A shadow at 0 0 0 0 with an RGBA color is invisible. The most natural-looking shadows use a vertical offset (light comes from above), moderate blur, and a low-opacity dark color.

Multiple shadows

You can layer multiple shadows on a single element. In Site Designer, click the + button in the shadow section to add another shadow. Multiple shadows are listed in order — the first is on top.

A common technique for a more realistic, layered depth effect is to combine a large, soft ambient shadow with a small, sharp proximity shadow:

box-shadow:
  0 2px 4px rgba(0, 0, 0, 0.08),
  0 8px 24px rgba(0, 0, 0, 0.12);

Inset shadows

Check the inset option in Site Designer to switch a shadow from outside the element to inside. Inset shadows sit between the background and the content, creating a pressed-in or recessed effect. They are commonly used on form inputs to suggest depth.

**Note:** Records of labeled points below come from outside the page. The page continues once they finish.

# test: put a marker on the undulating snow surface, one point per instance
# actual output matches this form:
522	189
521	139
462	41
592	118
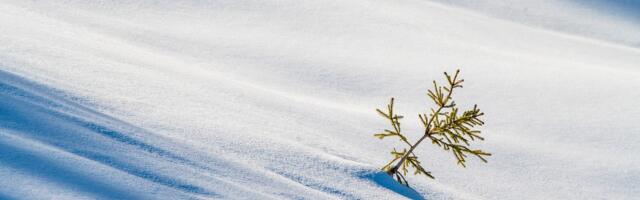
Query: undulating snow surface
241	99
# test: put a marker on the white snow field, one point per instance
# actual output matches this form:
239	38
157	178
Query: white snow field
242	99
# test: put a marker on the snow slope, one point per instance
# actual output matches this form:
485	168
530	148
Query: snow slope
274	100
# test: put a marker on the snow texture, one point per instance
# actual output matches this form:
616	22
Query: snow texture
243	99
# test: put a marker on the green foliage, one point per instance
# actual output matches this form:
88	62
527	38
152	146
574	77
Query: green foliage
445	126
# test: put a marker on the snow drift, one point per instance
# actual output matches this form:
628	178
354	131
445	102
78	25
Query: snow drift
274	100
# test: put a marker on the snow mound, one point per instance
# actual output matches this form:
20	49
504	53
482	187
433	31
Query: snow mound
252	99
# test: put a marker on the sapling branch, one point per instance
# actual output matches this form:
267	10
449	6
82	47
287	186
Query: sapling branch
444	126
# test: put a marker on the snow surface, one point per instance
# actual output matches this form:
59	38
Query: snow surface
241	99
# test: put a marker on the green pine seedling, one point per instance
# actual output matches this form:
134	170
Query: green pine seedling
445	126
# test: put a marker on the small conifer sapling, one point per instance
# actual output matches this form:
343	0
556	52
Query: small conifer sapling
445	126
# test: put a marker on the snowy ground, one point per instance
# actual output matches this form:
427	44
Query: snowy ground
244	99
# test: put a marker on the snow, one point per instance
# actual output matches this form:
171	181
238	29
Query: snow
275	99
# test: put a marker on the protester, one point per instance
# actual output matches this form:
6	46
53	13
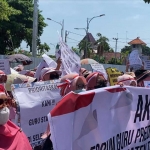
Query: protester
11	136
141	77
27	73
127	80
72	82
49	74
84	72
19	68
95	80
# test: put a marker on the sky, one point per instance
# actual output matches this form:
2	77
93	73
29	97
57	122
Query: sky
124	19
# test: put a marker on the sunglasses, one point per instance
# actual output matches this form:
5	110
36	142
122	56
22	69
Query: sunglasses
101	84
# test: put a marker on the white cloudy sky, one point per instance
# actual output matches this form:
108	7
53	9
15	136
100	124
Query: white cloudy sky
125	18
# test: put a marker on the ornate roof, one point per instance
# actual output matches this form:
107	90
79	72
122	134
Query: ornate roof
137	41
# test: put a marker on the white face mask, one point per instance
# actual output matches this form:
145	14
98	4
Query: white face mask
4	115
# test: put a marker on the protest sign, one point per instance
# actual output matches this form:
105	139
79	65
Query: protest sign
4	66
99	68
111	118
70	60
113	74
35	101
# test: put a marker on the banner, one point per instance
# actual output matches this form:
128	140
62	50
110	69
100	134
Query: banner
111	118
70	60
4	66
99	68
147	64
35	101
50	62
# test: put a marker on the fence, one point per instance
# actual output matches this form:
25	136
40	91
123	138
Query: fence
36	61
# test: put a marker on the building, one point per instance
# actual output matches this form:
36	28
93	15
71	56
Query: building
136	44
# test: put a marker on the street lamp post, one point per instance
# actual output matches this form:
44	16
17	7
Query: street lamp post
116	39
62	26
35	29
86	30
86	47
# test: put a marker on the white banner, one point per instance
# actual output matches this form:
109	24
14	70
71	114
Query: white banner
99	68
70	60
35	102
111	118
4	66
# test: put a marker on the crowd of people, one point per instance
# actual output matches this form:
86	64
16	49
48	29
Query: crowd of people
11	136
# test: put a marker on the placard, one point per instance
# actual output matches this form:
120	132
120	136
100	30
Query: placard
111	118
70	60
99	68
113	74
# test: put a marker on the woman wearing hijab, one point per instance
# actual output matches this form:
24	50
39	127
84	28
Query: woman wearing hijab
95	80
49	74
11	136
72	82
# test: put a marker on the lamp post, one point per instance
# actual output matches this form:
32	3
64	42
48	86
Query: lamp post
62	26
116	39
86	47
86	30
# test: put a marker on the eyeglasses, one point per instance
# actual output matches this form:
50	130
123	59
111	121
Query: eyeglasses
54	76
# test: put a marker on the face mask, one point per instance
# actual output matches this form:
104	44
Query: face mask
4	115
100	86
78	91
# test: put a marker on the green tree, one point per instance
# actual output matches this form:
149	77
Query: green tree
115	61
6	11
103	45
20	28
42	48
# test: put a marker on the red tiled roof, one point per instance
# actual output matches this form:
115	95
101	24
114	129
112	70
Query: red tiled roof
109	56
137	41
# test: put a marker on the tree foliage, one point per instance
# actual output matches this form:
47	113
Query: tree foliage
6	11
42	48
103	45
19	27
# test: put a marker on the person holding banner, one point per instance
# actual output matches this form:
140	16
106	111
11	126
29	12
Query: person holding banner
126	80
11	136
72	82
95	80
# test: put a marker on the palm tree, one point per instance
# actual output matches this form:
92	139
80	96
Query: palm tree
102	44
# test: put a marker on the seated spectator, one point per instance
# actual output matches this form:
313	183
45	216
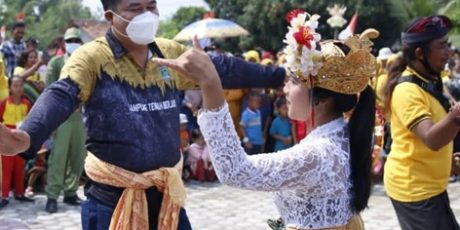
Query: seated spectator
199	159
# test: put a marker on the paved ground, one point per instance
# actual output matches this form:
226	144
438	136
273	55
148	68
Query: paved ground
210	206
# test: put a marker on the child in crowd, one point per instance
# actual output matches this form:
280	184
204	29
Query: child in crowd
184	145
251	125
199	159
13	110
280	129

drop-shadow filter vs. box-shadow

filter: drop-shadow() is a CSS filter that works like box-shadow but follows the visible shape of the element, including transparency. For a PNG image with a transparent background or an SVG icon, drop-shadow traces the actual outline of the graphic rather than its rectangular bounding box.

filter: drop-shadow(0 4px 12px rgba(0, 0, 0, 0.2));

Use box-shadow for rectangular UI elements (cards, buttons, panels). Use filter: drop-shadow() for images and icons with irregular shapes.

CSS filters

CSS filters apply visual effects to an element and everything inside it. Site Designer exposes the following in the Style pane:

FilterWhat it does
blur(px)Gaussian blur — for frosted glass backgrounds
brightness(%)Lightens (>100%) or darkens (<100%)
contrast(%)Increases or decreases contrast
grayscale(%)Desaturates toward black-and-white
hue-rotate(deg)Shifts all hue values by a given angle
invert(%)Inverts colors — 100% = full inversion
saturate(%)Boosts or reduces color saturation
sepia(%)Applies a warm brownish tint

Filters can be combined. Multiple filters are applied in sequence:

filter: brightness(110%) saturate(130%);

Filter on hover

A popular interaction pattern is to display images in grayscale by default, then reveal full color on hover:

/* Default state */
.project-image { filter: grayscale(100%); }

/* Hover state */
.project-image:hover { filter: grayscale(0%); }

/* Transition — defined on the default state */
.project-image { transition: filter 400ms ease; }

This creates a dramatic reveal effect that draws attention to the hovered item without any image duplication.